Background: Porcine mesenchymal stromal cells (pMSCs) are considered a valuable research model for bone tissue engineering, which requires adequate amounts of viable cells with sufficient potential for osteogenic differentiation. For isolation and expansion of these cells through long-term culture, appropriate culture conditions are needed.Objective: To study the effect of extended in vitro cultivation on pMSC proliferation and differentiation potential using different osteogenic and adipogenic induction media.Methods: pMSCs were isolated from the bone marrow of adult Göttingen minipigs, cultured, expanded to passage 20 (~160 days) and characterized by their expression of cell surface markers (wCD44, CD45, CD90, SWC9, fibronectin), alkaline phosphatase (ALP), and osteocalcin and their potential for osteogenic and adipogenic differentiation using different induction media.Results: pMSCs retained their capacity for proliferation and osteogenic differentiation, and the number of CD90-positive cells increased significantly over more than 60 population doublings. CD90 expression in uninduced cells correlated strongly with ALP expression following osteogenic induction. Medium enriched with calcium yielded a stronger osteogenic response.Conclusion: The selection of CD90-positive MSCs and adequate levels of calcium seem to enhance the osteogenic phenotype for bone tissue engineering.

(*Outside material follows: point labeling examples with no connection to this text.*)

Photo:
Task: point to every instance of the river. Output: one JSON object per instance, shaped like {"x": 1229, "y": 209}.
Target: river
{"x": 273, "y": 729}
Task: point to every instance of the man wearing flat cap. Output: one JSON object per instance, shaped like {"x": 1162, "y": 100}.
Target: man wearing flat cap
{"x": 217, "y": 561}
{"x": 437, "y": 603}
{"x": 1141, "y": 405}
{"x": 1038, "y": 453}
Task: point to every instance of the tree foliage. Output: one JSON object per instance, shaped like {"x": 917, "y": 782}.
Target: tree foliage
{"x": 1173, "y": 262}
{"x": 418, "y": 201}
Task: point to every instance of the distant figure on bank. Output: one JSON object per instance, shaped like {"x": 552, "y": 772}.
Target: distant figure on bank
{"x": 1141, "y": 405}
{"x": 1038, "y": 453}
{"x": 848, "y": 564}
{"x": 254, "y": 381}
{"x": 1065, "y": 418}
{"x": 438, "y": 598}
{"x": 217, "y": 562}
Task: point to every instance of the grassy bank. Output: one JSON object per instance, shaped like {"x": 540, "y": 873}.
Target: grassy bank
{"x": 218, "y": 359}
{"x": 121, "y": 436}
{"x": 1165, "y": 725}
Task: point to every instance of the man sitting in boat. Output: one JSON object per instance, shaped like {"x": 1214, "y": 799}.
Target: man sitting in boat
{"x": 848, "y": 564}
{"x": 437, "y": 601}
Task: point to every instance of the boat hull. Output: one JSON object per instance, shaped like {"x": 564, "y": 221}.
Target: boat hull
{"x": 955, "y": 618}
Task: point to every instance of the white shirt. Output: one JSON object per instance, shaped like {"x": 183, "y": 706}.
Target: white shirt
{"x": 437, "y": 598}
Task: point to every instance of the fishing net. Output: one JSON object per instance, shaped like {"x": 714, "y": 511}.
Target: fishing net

机译:背景: 猪间充质基质细胞 (pMSCs) 被认为是骨组织工程的有价值的研究模型,这需要足够数量的活细胞,具有足够的成骨分化潜力。为了通过长期培养分离和扩增这些细胞,需要适当的培养条件。目的: 研究使用不同的成骨和成脂诱导培养基扩展体外培养对 pMSC 增殖和分化电位的影响。方法:从成年哥廷根小型猪的骨髓中分离 pMSCs,培养,扩增至传代 20 (~160 天),并通过其细胞表面标志物 (wCD44、CD45、CD90、SWC9、纤连蛋白)、碱性磷酸酶 (ALP) 和骨钙素的表达及其使用不同的诱导培养基进行成骨和成脂分化的潜力。结果: pMSCs 保留了其增殖和成骨分化的能力,并且在 60 多次群体倍增中 CD90 阳性细胞的数量显着增加。未诱导细胞中的 CD90 表达与成骨诱导后 ALP 表达密切相关。富含钙的培养基产生更强的成骨反应。结论: CD90 阳性 MSC 的选择和足够的钙水平似乎增强了骨组织工程的成骨表型。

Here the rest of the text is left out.